Nobody's forgotten that. Austin had the best career of any wrestler ever because he's the most talented man in wrestling history, and in a different era. Nowadays, they are NOT looking to propel new talent. It's always the status quo month after month, year after year. Even if they were, they'd never look in Bray Wyatt's direction because they hate his look and they wouldn't be willing to push his gimmick as a world champion. He'd need a complete overhaul into a bland WWE drone, and that would take all the fun out of him.



> Just because Cena beat Wyatt doesn't mean Wyatt was "buried". The feud with Bret did Austin's career wonders even though he lost, just like the feud with Cena will do WYatt's career wonders even though he lost. sheesh....


Again, you're using an outdated reference from a different time in wrestling history. You know what this is ACTUALLY like? When Cena buried Wade Barrett under a stack of chairs, and he never recovered from it. That's what it's actually like.

Feuding with Cena never does a career wonders, he harms everybody he touches. The only new guy he didn't hurt was Sheamus and that's because Triple H wouldn't allow him to bury that guy because he was Triple H's favourite.


----------



## Uerfer (Oct 30, 2012)

Pyro is confused as fuck.
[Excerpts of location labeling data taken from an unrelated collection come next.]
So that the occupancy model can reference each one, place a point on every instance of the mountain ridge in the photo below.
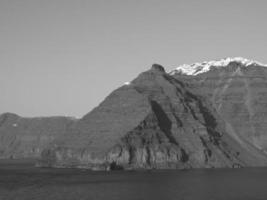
(159, 120)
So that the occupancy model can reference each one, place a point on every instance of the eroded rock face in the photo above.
(27, 137)
(238, 92)
(153, 122)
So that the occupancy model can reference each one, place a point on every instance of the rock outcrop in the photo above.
(237, 89)
(152, 122)
(27, 137)
(205, 115)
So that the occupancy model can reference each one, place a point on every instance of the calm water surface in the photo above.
(19, 181)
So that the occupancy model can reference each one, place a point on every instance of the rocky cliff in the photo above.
(237, 89)
(155, 121)
(27, 137)
(203, 115)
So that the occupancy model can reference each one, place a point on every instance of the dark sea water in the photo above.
(21, 181)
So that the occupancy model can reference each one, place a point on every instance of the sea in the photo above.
(20, 180)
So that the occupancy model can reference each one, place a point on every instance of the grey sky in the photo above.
(62, 57)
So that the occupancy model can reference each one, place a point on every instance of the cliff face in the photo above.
(238, 92)
(27, 137)
(152, 122)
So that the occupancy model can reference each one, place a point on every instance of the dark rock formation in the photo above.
(154, 122)
(204, 115)
(27, 137)
(238, 92)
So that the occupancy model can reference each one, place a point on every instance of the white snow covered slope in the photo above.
(198, 68)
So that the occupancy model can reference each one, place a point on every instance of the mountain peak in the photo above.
(158, 67)
(198, 68)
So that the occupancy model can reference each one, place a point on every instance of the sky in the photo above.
(63, 57)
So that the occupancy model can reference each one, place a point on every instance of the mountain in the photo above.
(27, 137)
(237, 89)
(203, 115)
(158, 120)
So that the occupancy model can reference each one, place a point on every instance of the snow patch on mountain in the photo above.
(198, 68)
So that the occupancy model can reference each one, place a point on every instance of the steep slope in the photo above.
(237, 88)
(27, 137)
(151, 122)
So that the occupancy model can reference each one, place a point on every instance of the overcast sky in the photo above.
(63, 57)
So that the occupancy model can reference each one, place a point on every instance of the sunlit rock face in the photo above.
(238, 92)
(154, 122)
(27, 137)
Going over Cena in a midcard match at Mania, and a top star with real momentum like Austin(98)/Bryan('14) chasing the top heel/world champion is not the same thing. Its true that wrestlemania over the years has been built up as the culmination of title chases and top angles, and it is true, stars can be truly made there. But it only happens when there is real momentum with the right storyline, right opponent and the right title chase. Triple H established Bryan for life, Cena was never in that position and neither was Wyatt in Bryan's position. They were mid card and they were meant to be mid-card at Mania, that was their purpose. The win wouldn't have made that big of a difference for Wyatt. 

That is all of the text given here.